Climate of change: Green versus black

'We're reaching a tipping point'

Mr Tim Buckley, director of Energy Finance Studies, Australasia, for The Institute for Energy Economics and Financial Analysis.
Mr Tim Buckley, director of Energy Finance Studies, Australasia, for The Institute for Energy Economics and Financial Analysis.PHOTO: IEEFA

This is an interview with Mr Tim Buckley, director of Energy Finance Studies, Australasia, for The Institute for Energy Economics and Financial Analysis (IEEFA).

Q: How does renewable energy capacity in Asean compare with other parts of Asia?

A: For South-east Asia, 2017 total non-hydro renewable energy capacity was 17 gigawatts (GW), up only 1GW on 2016, which was up 2GW on 2015, according to the latest International Energy Agency's (IEA) World Energy Outlook calculations.

So renewable energy installations in South-east Asia have materially underperformed relative to China, which added non-hydro renewable energy of 70GW in 2017; India, which added 14GW of renewables in 2017; and even Japan, which added 8GW in 2017.

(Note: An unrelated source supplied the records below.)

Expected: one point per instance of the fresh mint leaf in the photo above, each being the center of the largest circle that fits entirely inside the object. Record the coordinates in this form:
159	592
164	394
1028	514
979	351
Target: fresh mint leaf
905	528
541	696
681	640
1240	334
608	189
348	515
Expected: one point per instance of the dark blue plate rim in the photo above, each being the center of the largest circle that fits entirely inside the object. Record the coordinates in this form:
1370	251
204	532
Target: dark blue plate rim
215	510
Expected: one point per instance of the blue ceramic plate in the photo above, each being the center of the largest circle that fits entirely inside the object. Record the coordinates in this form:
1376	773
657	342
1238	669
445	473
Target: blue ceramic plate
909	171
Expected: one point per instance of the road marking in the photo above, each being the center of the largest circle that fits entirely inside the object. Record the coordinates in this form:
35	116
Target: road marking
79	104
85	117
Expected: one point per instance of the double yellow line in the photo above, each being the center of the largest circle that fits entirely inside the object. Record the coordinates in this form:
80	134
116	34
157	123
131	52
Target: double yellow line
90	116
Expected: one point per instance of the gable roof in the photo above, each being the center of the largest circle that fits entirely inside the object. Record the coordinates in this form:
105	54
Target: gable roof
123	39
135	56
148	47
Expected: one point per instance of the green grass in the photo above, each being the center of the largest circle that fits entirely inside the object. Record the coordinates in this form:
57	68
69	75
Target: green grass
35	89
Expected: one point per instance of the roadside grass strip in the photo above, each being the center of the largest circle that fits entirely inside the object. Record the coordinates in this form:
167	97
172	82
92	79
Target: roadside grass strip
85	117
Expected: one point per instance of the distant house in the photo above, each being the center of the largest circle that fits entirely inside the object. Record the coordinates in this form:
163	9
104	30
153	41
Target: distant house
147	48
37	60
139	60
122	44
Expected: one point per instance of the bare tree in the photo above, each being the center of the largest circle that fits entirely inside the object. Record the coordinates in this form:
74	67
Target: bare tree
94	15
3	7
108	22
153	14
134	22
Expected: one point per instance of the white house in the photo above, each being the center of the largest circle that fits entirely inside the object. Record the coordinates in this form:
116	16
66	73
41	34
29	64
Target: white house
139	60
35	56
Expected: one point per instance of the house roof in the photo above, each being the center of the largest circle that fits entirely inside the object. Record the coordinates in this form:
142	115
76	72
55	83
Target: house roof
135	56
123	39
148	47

But the IEA's new World Energy Outlook 2018 report predicts this will change dramatically over the coming two decades. It forecasts non-hydro renewable energy will rise eight-fold to 131GW in South-east Asia, or 21 per cent of total capacity by 2040 under its New Policies Scenario (NPS) - which assumes the world fails to stop climate change. And it could rise 24-fold to reach 50 per cent of total South-east Asian installed capacity by 2040 on the Sustainable Development Scenario (SDS) - which gives the world a 50 per cent chance of limiting temperature rise to 2 deg C.

The IEA has revised up South-east Asian renewable energy forecasts by 25 per cent to 131GW for 2040 under the NPS, and 30 per cent to 407GW on the SDS in just the last 12 months.

To IEEFA, the magnitude of the revisions highlights the massive deflation of renewable energy costs, a belated recognition of the unstoppable technology-driven disruption well under way in China, India, the United States, Taiwan, South Korea, Europe, Mexico, Brazil and Australia, and now clearly headed towards South-east Asia, notwithstanding the lack of a clear energy policy framework.

LACK OF CLEAR POLICY COMMITMENT

To date, we have not seen any consistent, clear, sustained policy commitment towards renewables in South-east Asia. Energy security concerns, economics and expanding fossil fuel-driven current account deficits should push South-east Asia towards domestic renewables. This makes a shift to renewable energy inevitable.

MR TIM BUCKLEY

Q: How seriously do you think Asean countries see the advantages and need to boost renewable energy investment? Are you seeing adoption of the right policies?

A: Currency devaluations, a doubling of thermal coal prices, double-digit annual renewable energy deflation and reduced willingness by Japan and South Korea to provide state-subsidised capital to support new coal-fired power plant build-outs all undermine the growth profile of thermal coal across South-east Asia.

To date, we have not seen any consistent, clear, sustained policy commitment towards renewables in South-east Asia. Energy security concerns, economics and expanding fossil fuel-driven current account deficits should push South-east Asia towards domestic renewables. This makes a shift to renewable energy inevitable.

South-east Asia has been a laggard, but with developments in Japan, South Korea, Taiwan and India during 2018 all illustrating the magnitude of shift achievable, IEEFA expects South-east Asia to dramatically accelerate renewable energy deployments over the coming decade. This can be materially assisted by the adoption of the right policies.

 
 

Q: Also, what else needs to be done to enable greater renewable energy investment in the region?

A: So far, we have not seen the use of transparent reverse auction tendering in South-east Asia. India has proven this model, achieving a price reduction of 50 per cent for wind and solar since 2016. Transparent reverse auctions dramatically reduce the scope for corruption. Once this deflation is proven in the local context, finance for new coal-fired power plants is likely to evaporate.

Q: Would you say renewables have finally reached a tipping point in Asean in terms of being a much more attractive alternative to meet the region's energy security needs?

A: They are approaching a tipping point in South-east Asia. Renewable energy is not there yet, but it is rapidly approaching. And India has shown that once renewable energy reaches grid parity, the deflation doesn't just stop. Renewable energy in India is now 20 per cent below domestic coal-fired power costs, and half the cost of imported coal-fired power.

This makes the coal versus renewable energy fight very one-sided. Renewable energy has a zero marginal cost of production, so once built it will invariably win the fight. That time is rapidly approaching for South-east Asia, with all the associated benefits of decarbonisation and reduced air and water pollution, improved energy security and reduced current account deficits.